It’s often the stories that are right in front of us that are the most important.
We were not only racing against time when we started working on the 21-page Anti-Corruption Impact Report for the United Nations Global Compact Network India (UN GCNI), but we were also facing a different kind of challenge: tone. From the start, the UN GCNI team made it clear that this would not be a normal technical report full of jargon. They wanted something more real. More human. They wanted a story.

That story began with UN GCNI itself. As the Indian arm of the world’s largest corporate sustainability initiative, it brings together over 500 organisations across sectors and regions. Its mission is to promote ethical, sustainable business practices rooted in the UN’s ten universally accepted principles, one of which focuses on fighting corruption.
UN GCNI’s mission is to promote ethical, sustainable business practices
The report set out to capture their work with MSMEs: Micro, Small, and Medium Enterprises. In this sector, systemic pressures, limited awareness of legal protections, and informal work cultures can make unethical practices feel routine, even necessary.

When the Story Needed a New Skin
We weren’t just supposed to give the facts. It was to shape a narrative that showed why this work matters and to help readers feel the weight of it.
Initially, the design followed a more traditional template. We used UN GCNI’s brand colours and a clean layout. Pull quotes were highlighted. Key data points were marked. It looked clean, but it didn’t feel alive. That’s when we pivoted. If this report was going to be narrative-led, then it needed to look the part.

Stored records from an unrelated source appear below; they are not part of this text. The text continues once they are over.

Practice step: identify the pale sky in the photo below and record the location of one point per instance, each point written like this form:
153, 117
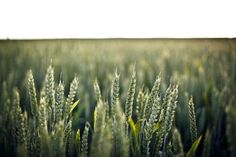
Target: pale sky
116, 19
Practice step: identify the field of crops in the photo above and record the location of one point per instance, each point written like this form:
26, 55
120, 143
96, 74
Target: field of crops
118, 97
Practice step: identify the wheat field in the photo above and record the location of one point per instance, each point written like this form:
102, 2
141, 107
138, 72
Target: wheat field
118, 97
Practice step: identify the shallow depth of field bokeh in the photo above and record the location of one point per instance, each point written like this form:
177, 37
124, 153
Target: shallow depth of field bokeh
203, 68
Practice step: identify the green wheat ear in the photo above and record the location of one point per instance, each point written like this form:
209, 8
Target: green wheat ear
177, 143
130, 99
115, 88
59, 102
20, 125
84, 142
152, 96
69, 101
32, 95
192, 120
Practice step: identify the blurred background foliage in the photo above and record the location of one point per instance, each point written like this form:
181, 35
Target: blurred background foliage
203, 68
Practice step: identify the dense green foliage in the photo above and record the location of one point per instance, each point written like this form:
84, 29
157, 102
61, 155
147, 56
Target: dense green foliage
118, 98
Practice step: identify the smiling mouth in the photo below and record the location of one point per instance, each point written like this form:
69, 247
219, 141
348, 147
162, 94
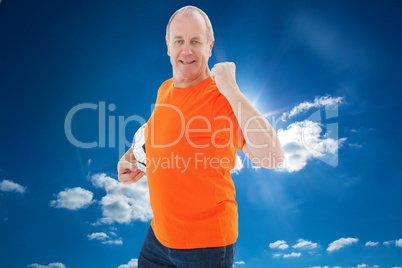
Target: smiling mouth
187, 62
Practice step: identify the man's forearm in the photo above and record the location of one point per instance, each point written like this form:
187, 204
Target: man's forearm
129, 156
259, 135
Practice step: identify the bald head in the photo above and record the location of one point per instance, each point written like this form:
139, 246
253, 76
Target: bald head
191, 11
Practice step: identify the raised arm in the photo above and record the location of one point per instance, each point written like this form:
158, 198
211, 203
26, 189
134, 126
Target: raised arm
126, 169
261, 145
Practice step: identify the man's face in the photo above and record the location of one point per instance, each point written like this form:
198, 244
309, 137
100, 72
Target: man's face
188, 47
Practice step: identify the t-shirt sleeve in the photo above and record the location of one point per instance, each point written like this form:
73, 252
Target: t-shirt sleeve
226, 127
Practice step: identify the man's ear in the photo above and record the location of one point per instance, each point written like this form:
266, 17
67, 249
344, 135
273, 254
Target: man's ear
167, 44
210, 47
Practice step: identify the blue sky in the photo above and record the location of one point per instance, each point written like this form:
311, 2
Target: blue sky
327, 74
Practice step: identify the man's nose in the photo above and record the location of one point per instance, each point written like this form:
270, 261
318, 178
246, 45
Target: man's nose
186, 49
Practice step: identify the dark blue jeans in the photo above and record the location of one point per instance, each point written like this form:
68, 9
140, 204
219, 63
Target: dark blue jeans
155, 255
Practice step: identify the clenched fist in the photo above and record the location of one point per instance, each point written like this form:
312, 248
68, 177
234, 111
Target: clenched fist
224, 75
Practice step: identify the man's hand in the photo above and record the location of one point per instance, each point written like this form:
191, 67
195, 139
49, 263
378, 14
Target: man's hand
224, 75
128, 173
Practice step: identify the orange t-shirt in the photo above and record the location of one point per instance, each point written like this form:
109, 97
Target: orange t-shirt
191, 141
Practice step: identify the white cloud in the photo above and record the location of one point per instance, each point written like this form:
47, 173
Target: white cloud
302, 141
305, 244
51, 265
281, 244
98, 236
133, 263
318, 103
113, 242
106, 240
74, 198
10, 186
123, 203
292, 255
340, 243
371, 244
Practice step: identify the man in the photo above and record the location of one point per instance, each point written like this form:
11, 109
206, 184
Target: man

We introduced hand-drawn illustrations: unusual for this kind of document but necessary to push the story’s visual edge. The cover art featured a globe wrapped in a chain made of money, symbolising corruption’s hold, and a figure tearing it apart. It was subtle but strong.
The illustrations stayed within the brand palette, bright enough to be noticed, but restrained enough to not distract. They weren’t just pretty pictures; they had meaning.
The illustrations stayed in the brand’s colour scheme, were bright enough to be seen, but not so bright that they were distracting.
The pace and content of this project weren’t the only things that made it memorable; it was also the fact that everyone was willing to break the rules. To take a complex, technical issue and treat it with the storytelling care it deserved. To visualise not only what was being done, but why it mattered.